A former California Gambling Control commissioner is making waves by launching a gambling consulting business just four days after quitting the state regulatory body.
Tiffany Conklin’s career change is largely only controversial, though, because it echoes the far more scandalous case of gambling enforcement chief Robert Lytle.
Lytle resigned from the Bureau of Gambling Control in 2007 and, a day later, opened his own gambling consultancy business. He immediately began work as a compliance officer for San Diego card room Casino M8trix, a position he had negotiated before his term at the bureau had ended.
Casino M8trix Probe
When Casino M8trix found itself under investigation by Lytle’s old department, accused of funneling profits through shell companies to avoid taxes, he turned to an ex-colleague for inside knowledge.
According to a 2015 complaint against Lytle, he received confidential information from a bureau agent, believed to have been one James Parker, that threatened to compromise the investigation against Casino M8trix.

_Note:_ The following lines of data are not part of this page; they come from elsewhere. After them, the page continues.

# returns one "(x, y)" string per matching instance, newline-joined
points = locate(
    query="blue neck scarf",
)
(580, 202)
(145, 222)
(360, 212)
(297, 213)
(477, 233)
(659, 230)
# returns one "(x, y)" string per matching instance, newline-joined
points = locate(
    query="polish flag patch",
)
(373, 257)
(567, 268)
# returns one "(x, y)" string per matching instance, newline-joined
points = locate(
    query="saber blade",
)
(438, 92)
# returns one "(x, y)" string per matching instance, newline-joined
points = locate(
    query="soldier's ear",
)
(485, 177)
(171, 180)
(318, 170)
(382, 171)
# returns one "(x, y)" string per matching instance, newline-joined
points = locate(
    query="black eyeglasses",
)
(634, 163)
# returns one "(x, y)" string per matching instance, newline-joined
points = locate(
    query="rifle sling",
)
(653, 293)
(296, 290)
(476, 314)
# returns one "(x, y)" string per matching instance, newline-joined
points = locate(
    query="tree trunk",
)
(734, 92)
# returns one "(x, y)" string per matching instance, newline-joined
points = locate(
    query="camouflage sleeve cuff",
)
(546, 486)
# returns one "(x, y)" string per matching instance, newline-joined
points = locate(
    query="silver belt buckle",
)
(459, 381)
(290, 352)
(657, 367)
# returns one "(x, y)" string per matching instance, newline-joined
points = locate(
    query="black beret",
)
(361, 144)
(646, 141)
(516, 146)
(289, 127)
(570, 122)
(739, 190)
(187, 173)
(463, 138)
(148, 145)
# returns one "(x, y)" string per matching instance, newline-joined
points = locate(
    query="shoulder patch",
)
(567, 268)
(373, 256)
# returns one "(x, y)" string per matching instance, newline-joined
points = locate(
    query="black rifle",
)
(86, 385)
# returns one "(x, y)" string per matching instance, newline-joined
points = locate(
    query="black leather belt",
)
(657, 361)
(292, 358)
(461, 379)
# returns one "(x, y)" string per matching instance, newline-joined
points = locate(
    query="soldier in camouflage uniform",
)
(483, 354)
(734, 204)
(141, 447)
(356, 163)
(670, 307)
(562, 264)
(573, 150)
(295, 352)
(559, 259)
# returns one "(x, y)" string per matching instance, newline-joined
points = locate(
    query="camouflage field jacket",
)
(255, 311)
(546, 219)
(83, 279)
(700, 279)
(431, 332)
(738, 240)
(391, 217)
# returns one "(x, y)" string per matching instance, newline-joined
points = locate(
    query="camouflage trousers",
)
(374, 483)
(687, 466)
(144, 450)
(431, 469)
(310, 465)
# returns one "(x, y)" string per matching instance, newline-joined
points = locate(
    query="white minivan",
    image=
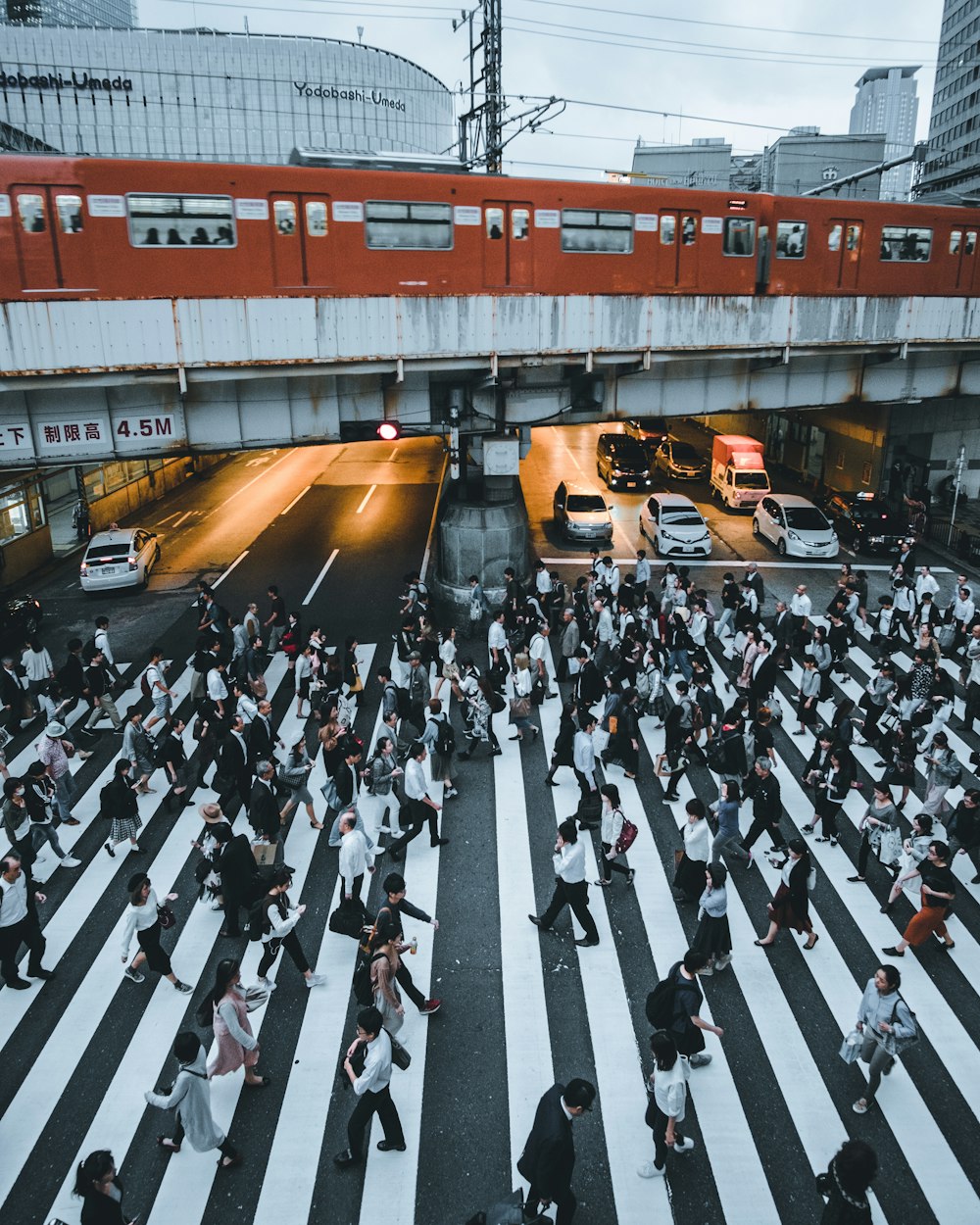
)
(675, 525)
(795, 525)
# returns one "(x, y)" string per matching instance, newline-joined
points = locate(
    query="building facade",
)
(805, 160)
(121, 14)
(207, 96)
(887, 102)
(952, 167)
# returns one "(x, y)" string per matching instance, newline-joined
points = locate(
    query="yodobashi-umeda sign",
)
(337, 93)
(77, 79)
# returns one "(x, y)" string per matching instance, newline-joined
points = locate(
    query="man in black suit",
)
(264, 808)
(548, 1159)
(235, 765)
(241, 883)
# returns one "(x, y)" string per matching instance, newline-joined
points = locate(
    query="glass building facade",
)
(206, 96)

Lytle reached a deal with state prosecutors in May last year to surrender his gaming license and pay a fine of $75,000. But the scandal rocked the bureau, resulting in the resignation of its chief-executive, Tina Littleton, who was in a relationship with Parker.
The allegations against Casino M8trix were never proved, but owner Eric Swallow was later charged with making inaccurate statements to the bureau, as well as failing to provide requested documentation.
He was stripped of his gambling license and faces a penalty of $13.7 million.
Within the Law
Conklin told he San Diego Tribune this week that she was well aware that the law banned her from having contact with her former colleagues for three years and fully intended to apply by that law.
“I was definitely aware of the optics on this,” she said, adding that, unlike Lytle, she had not told anyone of her plans or entered into any contract prior to her departure from the Gambling Control Commission. She will focus on the “legislative side of things,” she says, and believes that her expertise acquired as a regulator can benefit the industry.
California law does not prohibit former regulatory agents from becoming gaming consultants, provided they have no contact with the agency. In 2015, a bill that cited the Lytle case proposed a ban on former agents from “holding a direct or indirect interest in, holding employment with, representing, appearing for, or negotiating” for a casino.
It was approved by both houses but vetoed by Governor Jerry Brown.